Two Texas executions in three days: Gary Green and Arthur Brown Jr.

On Tuesday night in Huntsville, Texas, 51-year-old Gary Green was executed with a lethal injection, an overdose of pentobarbital.

He was sentenced to death for murdering his girlfriend and her six-year-old daughter in 2009 after the girlfriend tried to break up with him. On the day of the murders, she had written two letters to Green telling him that while she loved him, she had to “do what was best for me.”

In his own letter, which was angry and rambling, Green expressed the belief that his girlfriend and her three children had been involved in a plot against him. Two of the children survived, although Green had wanted to take a total of five lives, including his own. Instead, he had turned himself in to police and confessed to the murders.

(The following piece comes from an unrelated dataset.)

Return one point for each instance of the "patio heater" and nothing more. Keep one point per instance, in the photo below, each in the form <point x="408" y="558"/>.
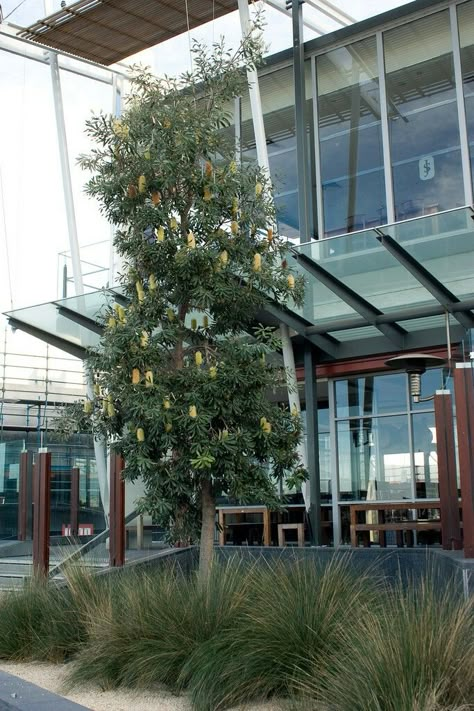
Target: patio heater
<point x="415" y="364"/>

His attorneys pointed out in vain that their client had mental limitations and a long dramatic history of mental disorders.

“I took not one, but two lives that we all loved, and I had to live with that while I was here. I ask you to forgive me, not for me, but for all of you. I will go home and you will be here. I want to make sure that you do not suffer. You must forgive me in order to be healed and move on,” Green said in his final statement.

More information:
“Death to Insanity” – Poem by Gary Green – provided to GCADP
“Death to Insanity” – German version of the poem by Gary Green – audio

On Thursday night in Huntsville, Texas, 52-year-old Arthur Brown Jr. was executed with a lethal injection, an overdose of pentobarbital.

He was allegedly involved in a 1992 drug-related quadruple homicide; one of the victims was a 9-month pregnant woman. Accomplice Marion Dudley was previously executed in 2006, and another accomplice received a life sentence.

Arthur Brown Jr. maintained his innocence of the crime until the very end, and in fact his conviction was based in part on forensic evidence that a court has called “clearly flawed” and eyewitness testimony obtained through faulty police methods.

More recently, Brown’s new attorneys had uncovered evidence – previously suppressed by prosecutors – that purported to show that other men, not Arthur Brown Jr. committed the murder.

In addition, Brown’s jurors never heard the story of his childhood, which was marked by abject poverty, physical and emotional abuse, and violence. Nor did they learn about his intellectual impairments and his symptoms of fetal alcohol disease.

Brown’s attorneys also stated that their client’s conviction was tainted by racial bias because one of the jurors found him guilty because of the color of his black skin.